Among the real celebrity dayhikes in the U.S., the route up to Angel’s Landing in Zion National Park serves up so much head-spinning scenery you might be pinching yourself all along the way. Commencing from the Grotto, you’ll leave the North Fork Virgin River via the West Rim Trail, climbing through Refrigerator Canyon and along Walter’s Wiggles to Scouts Lookout. That’s a plenty ravishing viewpoint in and of itself, and more vertiginous hikers may turn back here, but otherwise we recommend the final ascent to the 1,488-foot fin of Angels Landing, attained with the help of anchored chains. The vista of Zion Canyon from here—unforgettable.
photo credit @traveldrifter
From Angel’s Landing to Bright Angel: This 9.5-mile-long path serves as the safest on-foot descent into the monumental innards of the Grand Canyon of the Colorado River, perhaps America’s single most famous landform and one of the planet’s most breathtaking defiles. Halfway down you’ll come to the ancient oasis of Indian Garden where the Tonto Platform divides the upper and lower sections of the Grand. Down at the bottom you’ll find the cottonwood refuge of the Bright Angel Campground, tucked into the heart of this vast and fiery chasm.
If it’s mountain scenery you’re after, it’s hard to beat the 211-mile-long John Muir Trail, which links Yosemite Valley with the Lower 48’s loftiest peak: 14,495-foot Mount Whitney along the Muir Crest of the Sierra Nevada.

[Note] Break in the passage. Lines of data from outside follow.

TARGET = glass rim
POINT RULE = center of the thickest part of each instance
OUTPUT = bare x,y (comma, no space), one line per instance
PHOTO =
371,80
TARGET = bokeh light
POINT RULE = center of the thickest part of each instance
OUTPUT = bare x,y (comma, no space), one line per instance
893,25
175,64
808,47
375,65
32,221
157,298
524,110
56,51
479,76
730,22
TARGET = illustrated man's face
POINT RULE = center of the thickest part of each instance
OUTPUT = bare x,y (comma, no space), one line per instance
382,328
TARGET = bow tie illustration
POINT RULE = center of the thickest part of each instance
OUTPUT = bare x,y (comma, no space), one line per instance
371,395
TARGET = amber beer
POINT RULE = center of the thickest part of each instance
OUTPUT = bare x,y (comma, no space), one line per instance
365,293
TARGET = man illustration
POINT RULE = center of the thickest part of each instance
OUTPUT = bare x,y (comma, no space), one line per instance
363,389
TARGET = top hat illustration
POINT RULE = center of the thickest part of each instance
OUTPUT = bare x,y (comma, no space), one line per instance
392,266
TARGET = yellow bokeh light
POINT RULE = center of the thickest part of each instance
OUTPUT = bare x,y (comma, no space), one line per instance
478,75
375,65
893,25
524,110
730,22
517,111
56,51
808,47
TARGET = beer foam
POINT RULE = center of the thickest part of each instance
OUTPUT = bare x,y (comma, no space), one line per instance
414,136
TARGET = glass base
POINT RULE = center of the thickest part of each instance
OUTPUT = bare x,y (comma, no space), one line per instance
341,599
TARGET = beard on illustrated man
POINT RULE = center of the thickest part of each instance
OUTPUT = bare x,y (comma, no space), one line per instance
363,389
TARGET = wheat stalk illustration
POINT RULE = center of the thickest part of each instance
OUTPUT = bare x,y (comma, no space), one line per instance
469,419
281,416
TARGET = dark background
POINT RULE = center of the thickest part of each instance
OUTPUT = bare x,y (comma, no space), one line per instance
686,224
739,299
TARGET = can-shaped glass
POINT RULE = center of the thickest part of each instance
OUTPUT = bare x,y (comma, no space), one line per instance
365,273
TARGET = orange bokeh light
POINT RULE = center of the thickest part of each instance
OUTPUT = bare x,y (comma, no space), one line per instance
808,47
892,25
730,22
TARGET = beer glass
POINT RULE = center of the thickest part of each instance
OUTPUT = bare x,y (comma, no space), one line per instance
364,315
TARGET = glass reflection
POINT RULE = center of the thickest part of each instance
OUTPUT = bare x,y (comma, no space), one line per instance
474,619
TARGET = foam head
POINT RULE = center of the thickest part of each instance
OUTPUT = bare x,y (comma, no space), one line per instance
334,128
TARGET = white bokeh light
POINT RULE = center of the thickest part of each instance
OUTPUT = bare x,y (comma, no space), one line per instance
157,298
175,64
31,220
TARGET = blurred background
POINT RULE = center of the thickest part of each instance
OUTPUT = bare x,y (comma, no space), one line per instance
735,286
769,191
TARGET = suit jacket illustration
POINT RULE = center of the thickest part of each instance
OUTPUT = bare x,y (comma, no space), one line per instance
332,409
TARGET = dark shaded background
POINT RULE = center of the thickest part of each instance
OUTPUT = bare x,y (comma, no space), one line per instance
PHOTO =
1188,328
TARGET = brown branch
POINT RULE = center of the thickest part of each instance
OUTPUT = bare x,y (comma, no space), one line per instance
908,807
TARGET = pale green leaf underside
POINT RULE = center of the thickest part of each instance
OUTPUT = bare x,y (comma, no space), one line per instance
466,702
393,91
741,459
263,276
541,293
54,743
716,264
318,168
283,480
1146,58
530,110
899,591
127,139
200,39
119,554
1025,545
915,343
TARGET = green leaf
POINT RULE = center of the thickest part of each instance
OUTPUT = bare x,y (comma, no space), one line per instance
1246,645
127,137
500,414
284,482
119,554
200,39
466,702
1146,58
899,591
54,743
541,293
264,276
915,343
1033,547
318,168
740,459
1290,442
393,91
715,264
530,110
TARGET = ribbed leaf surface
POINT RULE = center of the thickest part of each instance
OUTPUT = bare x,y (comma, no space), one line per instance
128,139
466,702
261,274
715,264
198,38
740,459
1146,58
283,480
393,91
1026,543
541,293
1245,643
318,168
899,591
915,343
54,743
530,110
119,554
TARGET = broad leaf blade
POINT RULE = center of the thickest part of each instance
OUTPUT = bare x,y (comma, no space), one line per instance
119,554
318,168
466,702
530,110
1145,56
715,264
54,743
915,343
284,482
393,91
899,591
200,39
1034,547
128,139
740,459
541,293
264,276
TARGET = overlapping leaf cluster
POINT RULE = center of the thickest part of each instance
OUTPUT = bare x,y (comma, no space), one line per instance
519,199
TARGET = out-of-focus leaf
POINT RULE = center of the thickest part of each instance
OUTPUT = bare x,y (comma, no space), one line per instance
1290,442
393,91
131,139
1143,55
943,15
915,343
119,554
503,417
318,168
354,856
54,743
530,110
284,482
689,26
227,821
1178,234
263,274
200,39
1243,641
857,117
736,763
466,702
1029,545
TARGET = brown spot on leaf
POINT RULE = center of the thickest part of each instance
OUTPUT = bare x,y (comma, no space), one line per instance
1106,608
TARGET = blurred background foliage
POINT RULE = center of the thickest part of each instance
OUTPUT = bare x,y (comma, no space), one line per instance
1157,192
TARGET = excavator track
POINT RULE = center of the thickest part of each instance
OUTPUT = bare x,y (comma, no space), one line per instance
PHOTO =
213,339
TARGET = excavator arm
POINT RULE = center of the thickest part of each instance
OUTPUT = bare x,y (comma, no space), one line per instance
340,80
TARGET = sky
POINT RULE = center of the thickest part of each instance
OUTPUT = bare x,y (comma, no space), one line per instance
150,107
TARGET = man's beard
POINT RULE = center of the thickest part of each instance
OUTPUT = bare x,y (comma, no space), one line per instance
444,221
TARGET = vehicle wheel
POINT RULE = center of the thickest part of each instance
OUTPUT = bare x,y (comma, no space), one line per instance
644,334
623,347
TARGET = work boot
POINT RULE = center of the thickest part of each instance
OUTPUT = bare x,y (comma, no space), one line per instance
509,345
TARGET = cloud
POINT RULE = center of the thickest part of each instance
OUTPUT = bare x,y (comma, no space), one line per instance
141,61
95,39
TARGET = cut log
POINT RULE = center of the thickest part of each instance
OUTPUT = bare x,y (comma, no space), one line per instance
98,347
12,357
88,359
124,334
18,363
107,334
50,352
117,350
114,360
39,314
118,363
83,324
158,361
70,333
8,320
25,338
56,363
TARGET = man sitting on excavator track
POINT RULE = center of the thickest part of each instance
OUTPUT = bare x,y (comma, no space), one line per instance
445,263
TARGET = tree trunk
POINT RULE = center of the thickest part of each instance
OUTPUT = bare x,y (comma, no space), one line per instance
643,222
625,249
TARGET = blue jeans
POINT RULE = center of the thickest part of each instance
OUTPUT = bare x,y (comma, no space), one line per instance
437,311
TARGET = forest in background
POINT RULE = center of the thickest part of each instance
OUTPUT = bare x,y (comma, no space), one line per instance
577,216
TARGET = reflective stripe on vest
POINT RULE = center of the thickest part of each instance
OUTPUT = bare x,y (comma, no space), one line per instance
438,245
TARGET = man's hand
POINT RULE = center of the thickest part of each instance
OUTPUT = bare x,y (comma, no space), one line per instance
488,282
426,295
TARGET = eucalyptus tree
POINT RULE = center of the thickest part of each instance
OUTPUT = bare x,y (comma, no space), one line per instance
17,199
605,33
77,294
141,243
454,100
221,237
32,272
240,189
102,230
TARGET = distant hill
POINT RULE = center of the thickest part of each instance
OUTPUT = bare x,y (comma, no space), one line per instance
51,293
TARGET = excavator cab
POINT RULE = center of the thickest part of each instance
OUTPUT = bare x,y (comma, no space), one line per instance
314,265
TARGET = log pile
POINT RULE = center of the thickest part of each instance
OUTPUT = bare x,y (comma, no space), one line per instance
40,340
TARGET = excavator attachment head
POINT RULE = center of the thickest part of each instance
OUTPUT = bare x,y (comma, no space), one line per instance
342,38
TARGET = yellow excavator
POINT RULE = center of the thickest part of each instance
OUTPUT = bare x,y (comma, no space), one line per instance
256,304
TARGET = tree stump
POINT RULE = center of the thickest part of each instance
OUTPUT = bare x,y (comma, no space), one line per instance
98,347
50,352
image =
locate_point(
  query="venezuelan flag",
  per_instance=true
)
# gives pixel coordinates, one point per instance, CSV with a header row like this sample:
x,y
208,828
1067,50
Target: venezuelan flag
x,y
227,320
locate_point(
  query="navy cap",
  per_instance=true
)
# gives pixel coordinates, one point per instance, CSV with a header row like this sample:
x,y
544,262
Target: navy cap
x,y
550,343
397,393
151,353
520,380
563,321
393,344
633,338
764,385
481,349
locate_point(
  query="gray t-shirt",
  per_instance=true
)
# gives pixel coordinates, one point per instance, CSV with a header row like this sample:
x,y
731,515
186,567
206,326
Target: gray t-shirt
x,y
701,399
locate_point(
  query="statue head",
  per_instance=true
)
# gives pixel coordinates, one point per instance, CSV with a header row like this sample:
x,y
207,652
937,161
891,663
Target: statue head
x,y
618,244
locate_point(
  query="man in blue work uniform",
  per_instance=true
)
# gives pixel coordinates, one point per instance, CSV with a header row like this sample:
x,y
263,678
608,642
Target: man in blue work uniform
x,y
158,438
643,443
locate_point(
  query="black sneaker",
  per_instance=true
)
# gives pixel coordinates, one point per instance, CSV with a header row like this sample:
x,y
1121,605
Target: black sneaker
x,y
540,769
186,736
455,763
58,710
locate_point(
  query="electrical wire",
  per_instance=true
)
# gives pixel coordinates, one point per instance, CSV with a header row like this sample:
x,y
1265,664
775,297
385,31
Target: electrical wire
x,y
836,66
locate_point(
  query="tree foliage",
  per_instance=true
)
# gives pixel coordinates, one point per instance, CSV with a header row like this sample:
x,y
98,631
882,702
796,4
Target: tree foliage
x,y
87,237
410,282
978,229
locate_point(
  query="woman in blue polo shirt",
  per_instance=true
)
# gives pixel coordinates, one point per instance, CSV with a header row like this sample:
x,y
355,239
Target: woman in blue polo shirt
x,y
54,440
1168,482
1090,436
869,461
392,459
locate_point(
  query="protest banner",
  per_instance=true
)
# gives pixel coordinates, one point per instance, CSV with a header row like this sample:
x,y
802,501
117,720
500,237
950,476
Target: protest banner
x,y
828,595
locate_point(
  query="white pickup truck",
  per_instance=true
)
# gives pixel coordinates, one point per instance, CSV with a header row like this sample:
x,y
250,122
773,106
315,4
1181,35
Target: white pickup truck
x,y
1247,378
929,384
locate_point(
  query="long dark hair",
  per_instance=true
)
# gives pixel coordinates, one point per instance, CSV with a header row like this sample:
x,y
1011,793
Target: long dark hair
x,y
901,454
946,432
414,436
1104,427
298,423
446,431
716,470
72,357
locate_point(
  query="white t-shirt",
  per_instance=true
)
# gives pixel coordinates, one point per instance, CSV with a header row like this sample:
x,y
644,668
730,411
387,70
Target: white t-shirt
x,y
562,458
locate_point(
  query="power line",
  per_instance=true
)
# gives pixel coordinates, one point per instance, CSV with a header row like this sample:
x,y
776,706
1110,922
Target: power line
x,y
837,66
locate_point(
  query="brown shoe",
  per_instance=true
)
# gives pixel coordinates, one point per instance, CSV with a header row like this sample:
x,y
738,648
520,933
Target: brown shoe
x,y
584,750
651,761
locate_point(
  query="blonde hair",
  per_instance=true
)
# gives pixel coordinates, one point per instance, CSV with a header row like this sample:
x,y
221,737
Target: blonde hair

This high-elevation route—adopted for much of its length by the Pacific Crest Trail—is named for the great Scottish-American naturalist John Muir, whose favorite stomping ground was the glacier-buffed backcountry of the High Sierra. Celebrate the man and the stomping ground both on this bucket-list hike.
Another iconic footpath overlapping partly with the PCT, the Wonderland Trail is the nearly 100-mile-long circumambulation of Mount Rainier, the ice-capped giant crowning the B.C.-to-California rampart of the Cascade Range. Towering Pacific Northwest conifer forests and some of America’s loveliest subalpine parklands make a stirring trailside foreground for dreamlike views of the titanic volcano.
With its epic, world-class wilderness, Alaska is a hiker’s paradise, though many of the finest routes are cross-country. But for an on-trail look at classic Last Frontier scenery, you can’t do better than the Harding Icefield Trail in Kenai Fjords National Park. This moderately challenging 8.2-mile there-and-back rises from riparian forest through verdant meadows to a surreal vista encompassing the 700-square-mile Harding Icefield, a frozen Pleistocene-style wilderness of blue-white glaze and black nunatuk crags.
The northwest coast of the Hawaiian island of Kauai is a roadless masterpiece of green-and-brown sea cliffs (pali) and sharp pinnacles, and the 11-mile-long Kalalau Trail offers the only terrestrial access to its farflung tropical shores. It’s a rigorous undertaking that can be hazardous in rainy weather, but Kalalau Beach at the terminus is a vision of paradise.